The core mechanism is dopamine. Pane draws on Wolfram Schultz's 1999 research at Cambridge, which established that the brain's reward circuits fire not on outcomes but on the prediction of outcomes. That distinction matters here. Streaming tokens, auto-generated scaffolding, commit velocity dashboards — Pane's claim is that these features aren't incidental UX choices. They're delivering precisely the neural signal that the brain interprets as forward progress, regardless of what's actually shipping.

To frame the trap, Pane borrows Will Manidis's concept of the 'tool-shaped object' — originally applied to bloated AI infrastructure — and applies it specifically to developer tooling. A tool-shaped object reproduces the texture of real work: the friction, the rhythm, the sense of momentum. What it doesn't reproduce is the output. By this definition, the best AI IDEs aren't tools so much as simulations of tools. The question Pane is asking isn't whether they generate code — they do — but whether engineers have any reliable way to distinguish token velocity from deployment velocity without deliberately stepping back to look.

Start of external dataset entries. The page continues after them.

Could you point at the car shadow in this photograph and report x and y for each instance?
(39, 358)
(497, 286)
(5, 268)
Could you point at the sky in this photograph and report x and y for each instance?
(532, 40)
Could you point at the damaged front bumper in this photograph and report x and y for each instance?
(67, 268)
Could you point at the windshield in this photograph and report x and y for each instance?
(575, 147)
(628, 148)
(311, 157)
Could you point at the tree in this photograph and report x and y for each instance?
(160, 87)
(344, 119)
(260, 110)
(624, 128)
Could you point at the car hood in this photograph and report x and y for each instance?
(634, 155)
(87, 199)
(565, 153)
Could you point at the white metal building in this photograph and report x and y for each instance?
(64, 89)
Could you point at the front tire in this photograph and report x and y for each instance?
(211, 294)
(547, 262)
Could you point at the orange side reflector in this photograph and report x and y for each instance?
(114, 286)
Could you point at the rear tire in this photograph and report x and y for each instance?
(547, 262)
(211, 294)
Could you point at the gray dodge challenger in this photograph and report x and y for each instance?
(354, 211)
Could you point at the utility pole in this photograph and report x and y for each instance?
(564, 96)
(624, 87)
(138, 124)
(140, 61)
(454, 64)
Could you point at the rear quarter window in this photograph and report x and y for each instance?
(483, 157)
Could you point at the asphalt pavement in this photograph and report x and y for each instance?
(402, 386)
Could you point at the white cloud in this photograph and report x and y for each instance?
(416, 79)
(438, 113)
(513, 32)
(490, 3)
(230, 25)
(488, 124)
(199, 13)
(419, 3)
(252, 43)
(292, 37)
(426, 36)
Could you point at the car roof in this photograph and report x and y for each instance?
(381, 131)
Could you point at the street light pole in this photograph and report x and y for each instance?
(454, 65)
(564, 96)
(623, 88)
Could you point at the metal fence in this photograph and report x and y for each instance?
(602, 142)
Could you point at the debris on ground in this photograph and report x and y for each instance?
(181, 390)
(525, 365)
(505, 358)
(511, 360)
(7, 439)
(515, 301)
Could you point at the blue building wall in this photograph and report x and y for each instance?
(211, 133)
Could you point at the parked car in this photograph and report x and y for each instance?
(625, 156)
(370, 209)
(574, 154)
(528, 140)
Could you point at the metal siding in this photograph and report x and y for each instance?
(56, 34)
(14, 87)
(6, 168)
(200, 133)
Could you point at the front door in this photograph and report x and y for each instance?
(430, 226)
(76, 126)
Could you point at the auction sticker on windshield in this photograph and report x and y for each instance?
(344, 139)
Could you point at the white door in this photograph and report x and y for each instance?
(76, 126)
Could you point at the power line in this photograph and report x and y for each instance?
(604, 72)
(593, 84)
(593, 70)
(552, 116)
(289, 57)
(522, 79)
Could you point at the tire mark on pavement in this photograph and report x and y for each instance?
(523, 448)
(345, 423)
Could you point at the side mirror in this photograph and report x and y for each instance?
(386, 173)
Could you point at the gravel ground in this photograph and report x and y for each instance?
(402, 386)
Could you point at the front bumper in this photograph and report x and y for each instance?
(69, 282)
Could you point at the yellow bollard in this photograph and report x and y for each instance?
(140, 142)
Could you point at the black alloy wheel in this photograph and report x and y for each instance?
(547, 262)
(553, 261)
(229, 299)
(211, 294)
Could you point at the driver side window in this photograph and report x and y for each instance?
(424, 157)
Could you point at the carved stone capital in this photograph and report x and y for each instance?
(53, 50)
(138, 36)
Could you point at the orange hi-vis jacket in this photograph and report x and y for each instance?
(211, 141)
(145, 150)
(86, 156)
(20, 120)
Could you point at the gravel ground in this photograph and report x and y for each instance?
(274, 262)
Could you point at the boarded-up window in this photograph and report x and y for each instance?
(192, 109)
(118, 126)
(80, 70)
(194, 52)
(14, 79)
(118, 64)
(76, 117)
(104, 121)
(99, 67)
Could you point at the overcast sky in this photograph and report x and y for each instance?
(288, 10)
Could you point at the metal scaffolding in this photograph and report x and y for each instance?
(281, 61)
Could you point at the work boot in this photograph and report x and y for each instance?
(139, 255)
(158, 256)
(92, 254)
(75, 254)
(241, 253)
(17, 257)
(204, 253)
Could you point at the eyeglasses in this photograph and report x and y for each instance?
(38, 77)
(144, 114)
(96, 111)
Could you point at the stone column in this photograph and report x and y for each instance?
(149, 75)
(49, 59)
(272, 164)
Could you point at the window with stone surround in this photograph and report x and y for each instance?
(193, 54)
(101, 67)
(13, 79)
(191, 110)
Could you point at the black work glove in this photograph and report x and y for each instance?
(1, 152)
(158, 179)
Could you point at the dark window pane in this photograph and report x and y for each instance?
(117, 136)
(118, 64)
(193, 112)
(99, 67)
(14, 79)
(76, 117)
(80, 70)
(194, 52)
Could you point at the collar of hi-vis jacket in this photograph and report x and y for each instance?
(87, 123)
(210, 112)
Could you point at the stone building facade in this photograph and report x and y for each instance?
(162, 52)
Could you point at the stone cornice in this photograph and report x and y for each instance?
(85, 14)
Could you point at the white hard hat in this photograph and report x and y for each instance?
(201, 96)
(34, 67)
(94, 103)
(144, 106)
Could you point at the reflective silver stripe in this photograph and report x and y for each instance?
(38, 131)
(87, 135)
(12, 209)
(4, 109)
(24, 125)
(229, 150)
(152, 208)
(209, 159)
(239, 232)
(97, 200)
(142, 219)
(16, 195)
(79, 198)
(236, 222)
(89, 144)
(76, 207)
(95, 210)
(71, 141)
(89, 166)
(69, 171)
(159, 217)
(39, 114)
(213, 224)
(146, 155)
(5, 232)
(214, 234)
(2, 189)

The essay's structural claim is a crossover point at roughly 80% build completion. Below that threshold, AI coding tools are genuinely useful: they compress boilerplate, accelerate prototyping, and reduce cognitive overhead in ways that map directly onto shipped output. Above it, the work that remains — integration edge cases, production hardening, performance tuning — doesn't yield to AI acceleration in the same way. The tools keep generating. The feeling of progress persists. The output doesn't follow.

Pane isn't arguing that these tools are bad, or that engineers are naive for using them. He's identifying something more specific: a failure mode that activates precisely because the tools work so well in the early stages. By the time the crossover happens, the neurochemical pattern is established. The environment gives no signal that anything has changed. The instinct to check — to look up from the terminal and ask whether the last three hours of generation actually moved the product forward — is exactly the instinct that gets eroded.

That's the argument, anyway. Whether it holds up against engineering teams using these tools at scale is a harder question, and one the essay doesn't attempt to answer.